Banjir di Muratara Rendam 2.867 Rumah, Dua Jembatan Gantung Putus

News6 Dilihat

MURATARA – Banjir yang melanda Kabupaten Musi Rawas Utara (Muratara), Sumatera Selatan, merendam sebanyak 2.867 rumah warga akibat meluapnya Sungai Rupit. Selain merendam permukiman, bencana tersebut juga menyebabkan dua jembatan gantung putus diterjang arus deras.

Banjir terjadi di wilayah Kecamatan Rupit dan Kecamatan Karang Jaya pada Kamis (7/5/2026). Tingginya curah hujan yang mengguyur wilayah Muratara dalam beberapa hari terakhir menyebabkan debit Sungai Rupit meningkat hingga meluap ke permukiman warga.

Air mulai masuk ke rumah-rumah warga sejak dini hari sekitar pukul 04.00 WIB. Ketinggian air dilaporkan berkisar antara 50 sentimeter hingga 1 meter.

Kepala Bidang Kesiapsiagaan BPBD Muratara, H Mugono, mengatakan berdasarkan data sementara, ribuan rumah warga terdampak banjir.

“Data sementara ada 2.867 rumah warga terdampak atau sebanyak 2.867 kepala keluarga,” katanya, Kamis (7/5/2026).

Selain merendam rumah warga, derasnya arus banjir juga mengakibatkan dua jembatan gantung putus.

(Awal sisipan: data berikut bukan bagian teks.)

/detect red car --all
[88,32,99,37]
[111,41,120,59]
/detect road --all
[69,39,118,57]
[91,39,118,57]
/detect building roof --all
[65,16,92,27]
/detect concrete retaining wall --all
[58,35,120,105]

“Ada dua jembatan gantung putus akibat derasnya arus. Untuk total kerugian masih dalam proses pendataan,” ungkapnya.

Saat ini pihak BPBD bersama pemerintah setempat masih melakukan pendataan terhadap kerusakan dan dampak banjir di sejumlah wilayah terdampak. Warga juga diminta tetap waspada mengingat curah hujan di wilayah tersebut masih cukup tinggi.